İçi boşaltılan güzelim kavramlar

Son günlerde inançlara dayalı değerleri ifade eden temel kavramlar örselenmektedir.

Toplumun hafızası tarihi derinliklere ve inanca dayalı kavramların içi boşalıyor.

Gerek evrensel değerler gerekse her toplumun referansları olan müşterek değerler kelime anlamına zıt algılanma gibi bir fecaat ile karşı karşıyayız.

Mensubiyet veya aidiyet bağı olsun veya olmasın sıradan insanların bile pozitif olarak kanaat sahibi olan “cemaat” kavramı hiçbir dönemde bu kadar olumsuz algılanmaya maruz kalmamıştır.
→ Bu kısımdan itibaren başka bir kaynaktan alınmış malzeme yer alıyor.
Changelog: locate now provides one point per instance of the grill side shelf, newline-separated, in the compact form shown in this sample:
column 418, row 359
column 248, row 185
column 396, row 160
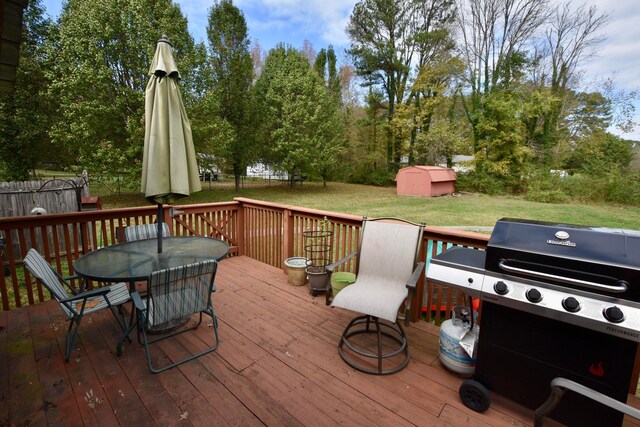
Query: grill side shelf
column 461, row 268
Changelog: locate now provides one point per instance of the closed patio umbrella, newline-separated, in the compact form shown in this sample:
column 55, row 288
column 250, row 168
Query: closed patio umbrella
column 169, row 167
Gündemdeki tartışmaların, özellikle siyaset yapanların taraf olduğu çatışmaların herhangi bir yerinde olmak risk teşkil etmektedir.

Zira siyasi kimliğe sahip olanların kullanmasında normal kabul edilen bazı argümanlar misyonu sadece dine hizmet misyonu olanlar için normal sayılamaz.

Bu demek değildir ki siyasetçinin her vasıtayı kullanması normal kabul edilsin.

Siyasetin amaç ve hedefleri iktidar erkini ve araçlarını elde ederek inisiyatif kullanması memleket mukadderatında karar almasıdır.

Dine hizmetin maksadı sadece Allah için insanlara hakikati göstermekle sınırlıdır.

Muhatap veya mensubiyetle bağlı insanlara dahi davranış dayatması yapmaz ve yapamaz.

Kendi mensuplarına dahi müdahele hakkı olmayan, dini cemaatin millet iradesi ile iş başına gelen iktidara müdahele etmek gibi bir hakkı asla normal karşılanamaz..

Din umumun malıdır… Aynı dine mensup insanların farklı siyasi görüşe sahip olması iman hakikatlerinden istifadesine engel değildir.

Teoride hal böyle iken realitede durum hiç de tarif edildiği gibi gerçekleşmiyor.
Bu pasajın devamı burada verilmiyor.